Already, Ibarra is late in paying his rent $700 a month and other bills. Last month, he brought home smaller paychecks because he couldn't work on the days that O'ahu was hit with heavy rain.
"Now this. So I don't know what to do," said Ibarra. "Unemployment is a little bit of money, and I don't know how long we can live like that."
Ibarra is one of more than 900 construction workers who economists estimate could be laid off because of the interruption in concrete deliveries.
June Pascua's family depends on his take-home pay of $850 a week. His wife doesn't work, and he has three kids to feed.

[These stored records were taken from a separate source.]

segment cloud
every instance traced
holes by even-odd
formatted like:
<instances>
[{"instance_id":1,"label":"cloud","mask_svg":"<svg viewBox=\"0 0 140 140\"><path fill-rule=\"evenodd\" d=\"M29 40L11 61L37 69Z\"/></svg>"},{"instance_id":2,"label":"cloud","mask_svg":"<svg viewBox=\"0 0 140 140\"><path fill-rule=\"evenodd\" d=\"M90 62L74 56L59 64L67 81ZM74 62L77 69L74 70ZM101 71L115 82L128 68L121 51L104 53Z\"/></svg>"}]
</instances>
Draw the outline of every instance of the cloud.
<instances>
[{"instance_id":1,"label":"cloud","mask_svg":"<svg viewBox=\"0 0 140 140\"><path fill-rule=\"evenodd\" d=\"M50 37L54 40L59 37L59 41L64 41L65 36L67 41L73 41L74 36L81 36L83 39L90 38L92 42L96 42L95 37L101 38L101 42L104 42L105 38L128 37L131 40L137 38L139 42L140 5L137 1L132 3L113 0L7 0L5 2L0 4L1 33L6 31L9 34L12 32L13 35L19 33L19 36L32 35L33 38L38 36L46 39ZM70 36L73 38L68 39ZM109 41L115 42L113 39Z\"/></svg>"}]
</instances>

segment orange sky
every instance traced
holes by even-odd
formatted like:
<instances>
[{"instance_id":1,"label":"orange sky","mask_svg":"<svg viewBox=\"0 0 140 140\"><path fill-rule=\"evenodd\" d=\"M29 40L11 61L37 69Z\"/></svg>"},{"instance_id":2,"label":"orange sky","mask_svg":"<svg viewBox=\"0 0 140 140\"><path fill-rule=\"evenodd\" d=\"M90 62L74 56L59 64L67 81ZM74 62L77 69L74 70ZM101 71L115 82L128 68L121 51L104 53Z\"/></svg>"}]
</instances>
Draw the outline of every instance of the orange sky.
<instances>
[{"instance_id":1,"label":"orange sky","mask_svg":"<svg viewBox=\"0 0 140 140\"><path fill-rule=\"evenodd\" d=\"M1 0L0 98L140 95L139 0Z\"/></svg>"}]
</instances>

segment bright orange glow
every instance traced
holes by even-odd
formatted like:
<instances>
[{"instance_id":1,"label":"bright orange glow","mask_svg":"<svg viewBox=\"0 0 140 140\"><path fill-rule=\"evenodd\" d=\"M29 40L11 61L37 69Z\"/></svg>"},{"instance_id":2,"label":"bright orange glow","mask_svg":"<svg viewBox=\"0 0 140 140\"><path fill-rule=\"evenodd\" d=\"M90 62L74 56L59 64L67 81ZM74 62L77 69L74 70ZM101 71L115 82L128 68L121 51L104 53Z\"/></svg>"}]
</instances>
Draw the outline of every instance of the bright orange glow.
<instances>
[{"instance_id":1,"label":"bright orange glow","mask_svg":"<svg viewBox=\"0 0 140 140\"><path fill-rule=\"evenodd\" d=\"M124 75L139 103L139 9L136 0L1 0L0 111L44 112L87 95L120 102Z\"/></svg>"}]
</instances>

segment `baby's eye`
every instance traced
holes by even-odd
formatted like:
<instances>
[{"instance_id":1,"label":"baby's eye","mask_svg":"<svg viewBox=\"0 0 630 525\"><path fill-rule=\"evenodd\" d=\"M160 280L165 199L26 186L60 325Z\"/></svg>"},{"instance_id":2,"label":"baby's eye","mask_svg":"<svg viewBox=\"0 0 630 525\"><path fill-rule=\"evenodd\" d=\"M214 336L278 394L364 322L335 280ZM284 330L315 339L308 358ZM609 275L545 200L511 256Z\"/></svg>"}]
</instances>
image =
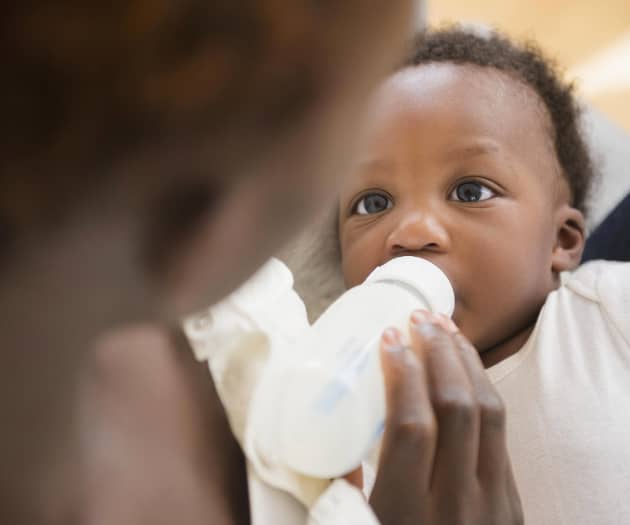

"Basically, the cement is our bread and butter. It pays the bills," said Pascua, a 35-year-old foreman who lives in Waipahu and works at Ocean Pointe with Ibarra.
Two of Pascua's paychecks cover his mortgage, and he's already had to do side jobs on the weekends to make ends meet.
"Without this job, we are going to be struggling," he said.
The disruptions in concrete delivery also may knock the 40-story Hokua condominium project on Ala Moana off schedule.
Concrete pouring was scheduled for tomorrow at the project. Now, Albert C. Kobayashi Inc., the general contractor, is not sure if that will happen.
Starza Barino, a 29-year-old iron worker and an apprentice for the Associated Steel Workers Ltd., has been laying rebar a reinforcing bar used to increase the tensile strength of concrete to support the first floor of the Hokua condo. If they don't pour the concrete for that floor, he can't move to the next level and will be out of a job.
Barino worries more about lost hours on the way to earning journeyman status than lost pay.
"This is my second 40-hour work week this year," Barino said. "I really want to work on my hours."
As an apprentice he makes $14 an hour, but once he has worked long enough to be a journeyman, he'll double his wages.
Sitting in the back of a truck while eating pork and beans and vienna sausage for lunch, William Salazar, an iron worker on the same project, said he hopes the strike won't last longer than a week.
If it does stretch beyond a week, Salazar, who has three children, said he will have to collect unemployment and look for side jobs.
"That is the only compensation we have," he said.